LOGAN: Well, after the first drink, it was all hugs and kisses. Then a few drinks later, she'd grab whatever she could and start hitting me. And when she got tired of holding whatever it was she was hitting me with, she'd just go at me with her fists. And the next day, she'd send me back to the liquor store.

Falacci let the paper fall from her fingers, and she couldn't help but stare at her partner where he was leaned back in his chair. "My God."

"So now you know," he said casually. "Like I said, Falacci, don't freak out on me. I didn't give you that because I want a pity party. I'd like to think I know you by now; I could tell you were dying to ask, but trying to be tactful because someone - probably Goren - told you not to charge into the questions headlong. I figured I'd give you the answer and then we could move on and not talk about it. Okay?"

She half-smiled. "Okay."

Logan smiled back, grateful she'd let it go. Despite the fact that they were partners, it had been easier to talk to Eames, and not just because he'd known her longer. Falacci seemed to be permanently set on 'full speed ahead', and that was the last way he wanted this dealt with. "You think Penobscott's going to deal?" he asked, changing the subject.

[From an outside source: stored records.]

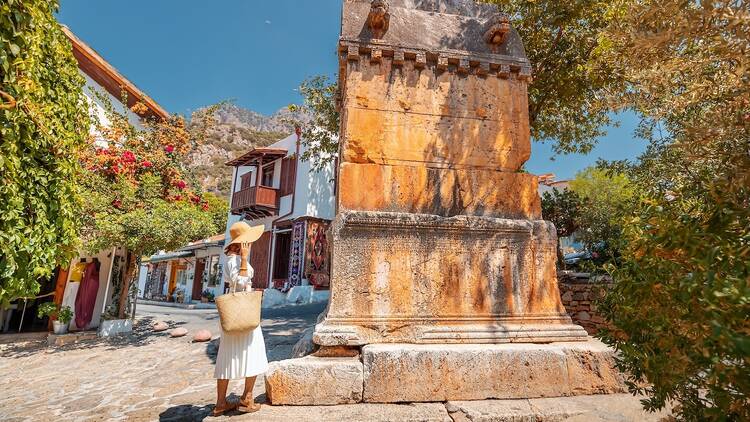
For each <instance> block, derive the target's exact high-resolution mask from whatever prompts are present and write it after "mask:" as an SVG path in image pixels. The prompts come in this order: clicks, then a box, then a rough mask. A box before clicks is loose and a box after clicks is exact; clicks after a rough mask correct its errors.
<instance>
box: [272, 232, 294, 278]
mask: <svg viewBox="0 0 750 422" xmlns="http://www.w3.org/2000/svg"><path fill="white" fill-rule="evenodd" d="M291 247H292V232H291V231H288V232H285V233H276V248H275V249H276V252H275V253H274V258H273V278H274V280H278V279H286V278H287V277H288V276H289V252H290V250H291Z"/></svg>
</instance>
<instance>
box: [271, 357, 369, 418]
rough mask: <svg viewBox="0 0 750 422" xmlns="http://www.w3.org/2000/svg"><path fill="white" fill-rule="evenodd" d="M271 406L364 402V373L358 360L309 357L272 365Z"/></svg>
mask: <svg viewBox="0 0 750 422" xmlns="http://www.w3.org/2000/svg"><path fill="white" fill-rule="evenodd" d="M265 378H266V395H267V396H268V400H269V401H270V402H271V404H275V405H276V404H282V405H284V404H286V405H315V406H318V405H333V404H346V403H358V402H360V401H361V400H362V385H363V384H362V382H363V371H362V362H361V361H360V360H359V359H358V358H319V357H315V356H305V357H303V358H298V359H287V360H282V361H278V362H271V364H270V367H269V369H268V372H266V377H265Z"/></svg>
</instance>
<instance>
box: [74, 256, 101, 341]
mask: <svg viewBox="0 0 750 422" xmlns="http://www.w3.org/2000/svg"><path fill="white" fill-rule="evenodd" d="M98 292H99V265H98V264H97V263H94V262H89V263H88V264H86V269H85V270H83V279H82V280H81V286H80V287H79V288H78V293H77V294H76V308H75V309H76V311H75V315H76V319H75V321H76V327H78V328H79V329H81V330H83V329H84V328H86V326H87V325H88V324H89V323H90V322H91V318H92V316H93V315H94V305H95V304H96V295H97V293H98Z"/></svg>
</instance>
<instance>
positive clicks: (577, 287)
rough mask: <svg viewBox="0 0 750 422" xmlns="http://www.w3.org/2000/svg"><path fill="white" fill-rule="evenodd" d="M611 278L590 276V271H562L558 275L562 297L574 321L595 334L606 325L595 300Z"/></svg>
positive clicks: (571, 317)
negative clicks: (596, 277)
mask: <svg viewBox="0 0 750 422" xmlns="http://www.w3.org/2000/svg"><path fill="white" fill-rule="evenodd" d="M610 284H611V280H610V279H608V278H604V279H603V278H590V277H589V274H588V273H570V274H565V273H561V274H559V275H558V286H559V288H560V298H561V299H562V303H563V306H565V310H566V311H567V312H568V315H570V317H571V318H572V319H573V322H574V323H576V324H578V325H580V326H582V327H583V328H584V329H585V330H586V332H588V333H589V334H591V335H593V334H596V332H597V331H599V329H600V328H602V327H603V326H604V325H605V321H604V318H602V317H601V316H600V315H599V314H598V313H597V311H596V305H595V304H594V302H595V301H596V300H597V299H598V298H600V297H601V296H602V295H603V294H604V292H605V291H606V289H607V288H608V286H609V285H610Z"/></svg>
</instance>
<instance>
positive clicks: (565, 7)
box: [486, 0, 622, 153]
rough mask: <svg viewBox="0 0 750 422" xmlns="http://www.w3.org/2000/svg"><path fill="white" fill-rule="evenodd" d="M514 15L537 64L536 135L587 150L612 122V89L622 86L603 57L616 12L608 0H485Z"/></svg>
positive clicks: (528, 55) (531, 109) (530, 115)
mask: <svg viewBox="0 0 750 422" xmlns="http://www.w3.org/2000/svg"><path fill="white" fill-rule="evenodd" d="M486 1H487V2H489V3H494V4H497V5H498V7H499V8H500V10H502V11H503V12H505V13H507V14H508V15H509V16H510V19H511V24H512V26H513V28H515V29H516V31H518V34H519V35H520V36H521V40H522V41H523V45H524V48H525V50H526V55H527V56H528V58H529V61H530V62H531V66H532V72H531V73H532V77H533V79H532V82H531V84H530V85H529V89H528V92H529V123H530V125H531V136H532V138H533V139H534V140H535V141H538V142H552V143H553V149H554V150H555V152H557V153H570V152H578V153H587V152H589V151H591V148H593V147H594V145H596V142H597V138H598V137H600V136H602V135H603V134H604V130H603V128H604V127H605V126H607V125H610V124H612V120H611V118H610V114H609V112H610V111H611V109H610V107H609V106H608V104H607V102H606V101H605V99H606V97H607V93H609V92H611V91H613V90H617V89H618V88H619V87H620V86H622V79H621V78H620V77H619V74H617V73H615V72H612V71H611V70H610V69H609V68H608V66H607V62H606V61H605V60H601V59H600V58H599V55H600V52H601V50H602V46H601V45H600V38H601V35H602V33H603V31H604V30H605V29H606V28H607V27H608V26H609V24H610V21H611V19H612V17H613V16H612V14H611V13H610V11H609V7H608V6H609V3H610V2H609V1H603V0H576V1H556V0H486Z"/></svg>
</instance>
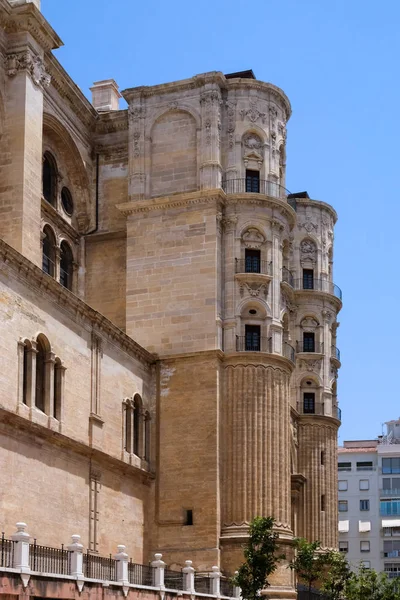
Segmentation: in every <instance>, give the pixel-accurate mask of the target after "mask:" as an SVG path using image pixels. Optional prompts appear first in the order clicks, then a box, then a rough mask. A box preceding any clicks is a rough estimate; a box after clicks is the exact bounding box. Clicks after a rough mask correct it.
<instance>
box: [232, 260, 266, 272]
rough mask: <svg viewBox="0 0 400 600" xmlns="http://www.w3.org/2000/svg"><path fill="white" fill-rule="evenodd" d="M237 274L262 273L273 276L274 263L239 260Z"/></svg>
mask: <svg viewBox="0 0 400 600" xmlns="http://www.w3.org/2000/svg"><path fill="white" fill-rule="evenodd" d="M235 273H261V275H270V276H272V261H267V260H258V259H257V258H254V257H251V258H237V259H236V261H235Z"/></svg>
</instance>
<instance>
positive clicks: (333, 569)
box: [321, 550, 352, 600]
mask: <svg viewBox="0 0 400 600" xmlns="http://www.w3.org/2000/svg"><path fill="white" fill-rule="evenodd" d="M325 561H326V566H325V568H324V569H323V572H322V574H321V589H322V591H323V592H325V594H326V595H327V596H328V597H329V598H330V599H331V600H339V598H342V596H343V592H344V590H345V588H346V585H347V582H348V581H349V579H350V578H351V576H352V573H351V571H350V566H349V563H348V562H347V559H346V557H345V556H344V555H343V554H342V553H341V552H337V551H336V550H330V551H328V552H327V553H326V554H325Z"/></svg>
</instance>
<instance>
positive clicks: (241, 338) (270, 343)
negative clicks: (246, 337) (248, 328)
mask: <svg viewBox="0 0 400 600" xmlns="http://www.w3.org/2000/svg"><path fill="white" fill-rule="evenodd" d="M236 352H267V353H268V354H272V338H266V337H260V338H256V337H253V338H246V336H238V335H237V336H236ZM277 356H280V355H279V354H278V355H277ZM282 356H284V357H285V358H287V359H288V360H290V361H291V362H292V363H294V362H295V350H294V348H293V346H291V345H290V344H288V343H287V342H284V343H283V345H282Z"/></svg>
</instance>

"He'd be an idiot not to. We got enough evidence on him to convict five times over. How does he think he'd wiggle out of it with a jury?"

"He what?" came Eames' voice from the next desk, loud enough to be heard on the other side of the bullpen. "Okay, thanks for telling me." She hung the phone up and looked from Goren to Logan and Falacci. "That sound you just heard? That was the other shoe. Penobscott's lawyer is requesting a psych eval."